Although she and Arthur often throw glamorous dinner parties, Miranda feels out of place and consistently uncomfortable in his community of actors and Hollywood luminaries. As Arthur jokes about the purpose of one of these parties, he uses an idiom to joke about what he and his wife are trying to achieve, foreshadowing their future troubles:
There are ten guests here tonight, an intimate evening to celebrate both the anniversary and the opening weekend figures. “Two birds with one stone,” Arthur said, but there’s something wrong with the evening, and Miranda is finding it increasingly difficult to hide her unease.
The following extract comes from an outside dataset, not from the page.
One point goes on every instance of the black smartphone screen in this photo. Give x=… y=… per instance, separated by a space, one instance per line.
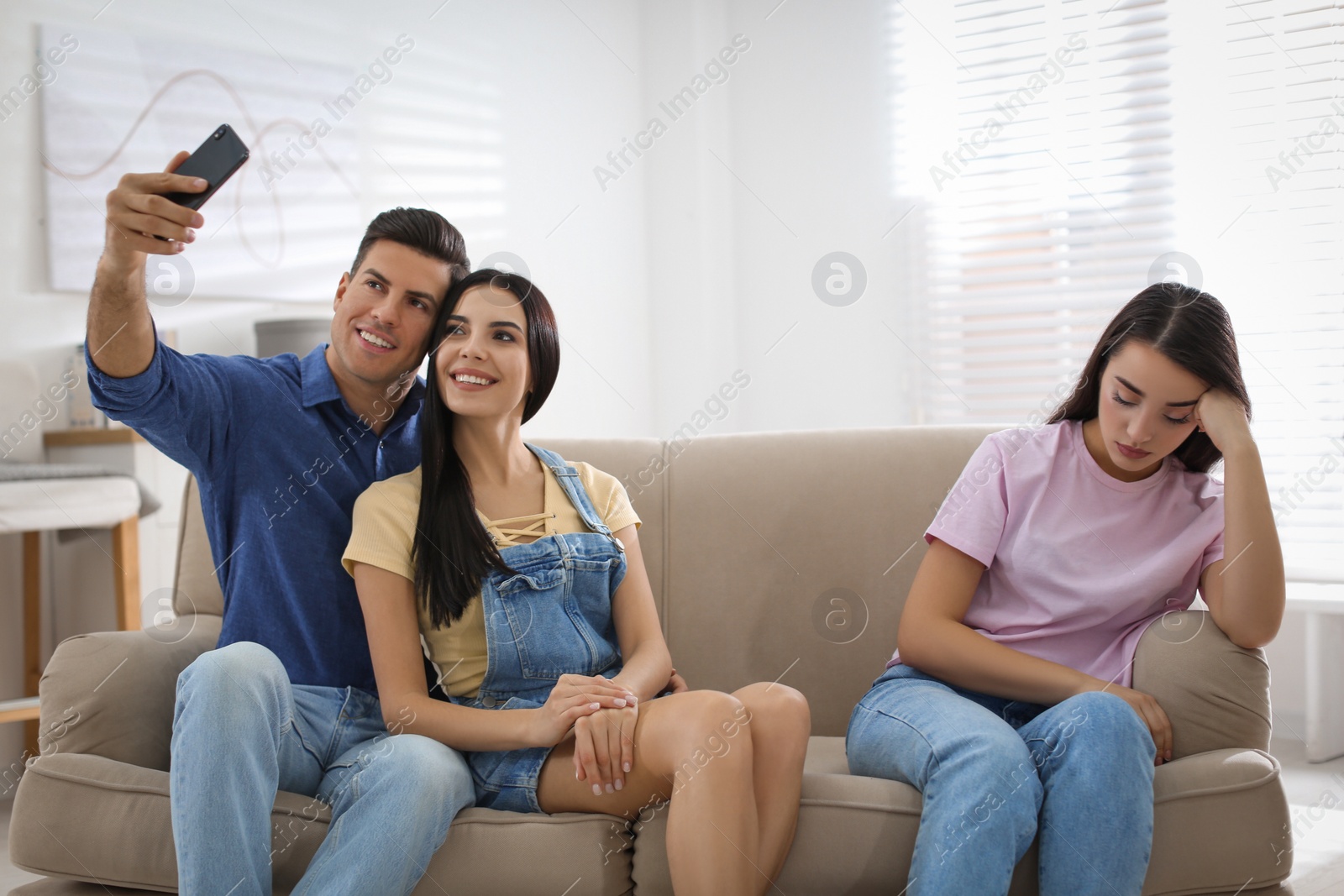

When a person uses the idiom “kill two birds with one stone,” they usually mean that they are attempting to solve two problems with a single overarching solution. However, Arthur refers to “killing” two celebrations, not two problems. It’s his wedding anniversary to Miranda, and his latest film has achieved an excellent opening weekend. Arthur’s use of the phrase suggests that getting this party over with would be a welcome outcome. However, in this context, it comes across as dismissive. By framing their anniversary as a “bird” to kill with a "stone," Arthur has reduced his marriage to one half of a minor problem.
Miranda’s discomfort reinforces this impression. She recognizes that something feels off and “wrong with the evening,” even if she doesn’t quite know what it is. Her growing unease here suggests that she knows something is amiss with her marriage. It subtly foreshadows their upcoming divorce, as well as providing context for Miranda’s discomfort with Arthur’s glamorous life as an actor.